Ekonomik Programın Geleceği: Dünya Bankası ve İSO Raporlarından Kritik Sinyaller

Ekonomik Programın Mevcut Durumu ve Güven Endeksi

Türkiye’de toplumun genel moralini belirleyen en önemli faktörlerin başında ekonomi gelmektedir. Yürürlükte olan ekonomik program, göstergelerde olumlu gelişmeler sağlasa da, özellikle ekonomi yönetimine güven ve imalat sanayii alanlarında dikkatle izlenmesi gereken yönler barındırmaktadır. Geçiş ve toparlanma süreçlerinin ardından, 2026 yılından itibaren somut sonuç beklentisi giderek artmaktadır.
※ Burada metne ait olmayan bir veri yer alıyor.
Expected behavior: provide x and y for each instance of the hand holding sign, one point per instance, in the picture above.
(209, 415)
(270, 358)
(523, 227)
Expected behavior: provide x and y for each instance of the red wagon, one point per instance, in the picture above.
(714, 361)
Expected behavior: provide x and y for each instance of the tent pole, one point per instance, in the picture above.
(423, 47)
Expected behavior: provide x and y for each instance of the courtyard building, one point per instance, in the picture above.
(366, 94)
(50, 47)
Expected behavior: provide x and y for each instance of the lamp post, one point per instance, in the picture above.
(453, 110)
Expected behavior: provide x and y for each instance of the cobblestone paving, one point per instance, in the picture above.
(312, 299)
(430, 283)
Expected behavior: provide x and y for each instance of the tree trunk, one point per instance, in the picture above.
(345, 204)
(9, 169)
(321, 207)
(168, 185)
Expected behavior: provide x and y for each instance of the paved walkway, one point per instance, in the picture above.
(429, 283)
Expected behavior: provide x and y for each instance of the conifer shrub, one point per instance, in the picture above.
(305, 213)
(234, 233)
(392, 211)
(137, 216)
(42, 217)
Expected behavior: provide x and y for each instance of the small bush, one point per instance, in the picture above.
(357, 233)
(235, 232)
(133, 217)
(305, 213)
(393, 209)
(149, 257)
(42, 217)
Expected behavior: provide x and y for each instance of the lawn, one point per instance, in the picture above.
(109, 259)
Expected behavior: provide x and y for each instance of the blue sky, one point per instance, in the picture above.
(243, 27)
Ekonomik programın başarı hanesine yazılan bazı önemli başlıklar şunlardır:

  • Enflasyonda gözlemlenen düzenli düşüş eğilimi
  • Uluslararası rezervlerdeki belirgin artış
  • Cari açıktaki daralma
  • Küresel risk priminde (CDS) yaşanan iyileşme
  • Ilımlı büyüme oranlarının korunması
  • İstihdam piyasasında olumlu seyrin devam etmesi

Bu göstergeler programın işlediğine işaret etse de, sade vatandaştan büyük işletme sahiplerine kadar geniş bir kesim, Hazine ve Maliye Bakanı Mehmet Şimşek liderliğindeki ekonomi yönetiminin vaat ettiği refah günlerini sabırla beklemektedir. GENAR’ın Temmuz 2025 Raporu’na göre, ekonomi kurmaylarına duyulan güven siyasi eğilimlere göre farklılık göstermektedir. AK Parti seçmeninin %48.2’si yönetime güvendiğini belirtirken, CHP seçmeninin %48’i ise hiç güvenmediğini ifade etmektedir. Bu tablo, dar ve sabit gelirlileri destekleyici ince ayarların ve daha etkili iletişim stratejilerinin gerekliliğini ortaya koymaktadır.

Dünya Bankası ve İSO Raporları Ne Diyor?

Dünya Bankası, yayımladığı çeşitli raporlarda, yükselen piyasalarda reel sektörün ayakta kalmasının hayati önem taşıdığını vurgulamaktadır.

Dünya Bankası uzmanlarına göre, ekonomik programların uygulandığı veya krizlerin yaşandığı dönemlerde imalatçı ve ihracatçı firmaların korunması öncelikli olmalıdır. Aksi halde girişimcilik kültürü, yönetim altyapısı, pazarlama ağları gibi yapıların yeniden inşası yıllar alabilir.

Bu analizler, meselenin basit bir sermaye el değiştirmesinden çok daha derin olduğunu ve reel sektördeki bir yavaşlamanın uzun vadeli büyümeyi, rekabet gücünü ve nitelikli iş gücü arzını olumsuz etkilediğini göstermektedir.

İSO PMI Verileri İmalat Sanayine Işık Tutuyor

Bu bağlamda, İstanbul Sanayi Odası (İSO) Türkiye Sektörel Satın Alma Yöneticileri Endeksi (PMI) Temmuz 2025 Raporu kritik sinyaller vermektedir. Ekonomik büyümenin öncü göstergesi olan imalat sanayii performansında son durum şu şekildedir:

  • Takip edilen 10 sektörün tamamında yeni siparişler ivme kaybetti.
  • Üretim artışı sadece elektrikli ve elektronik ürünler sektöründe görüldü.
  • Girdi maliyetlerindeki artış sebebiyle tekstil hariç tüm sektörlerde satış fiyatları yükseldi.
  • Müşteri talebindeki zayıflık, yeni siparişlerin üst üste 25. ayda yavaşlamasına neden oldu.
  • Zayıf dış talep nedeniyle yeni ihracat siparişleri daralmaya devam etti.

Sonuç olarak, Cumhurbaşkanı Tayyip Erdoğan’ın yüksek faiz oranlarına rağmen desteklediği mevcut ekonomik programın, çok geç olmadan reel sektör ve KOBİ’lerin ihtiyaçları doğrultusunda yeniden gözden geçirilmesi gerektiği açıkça görülmektedir.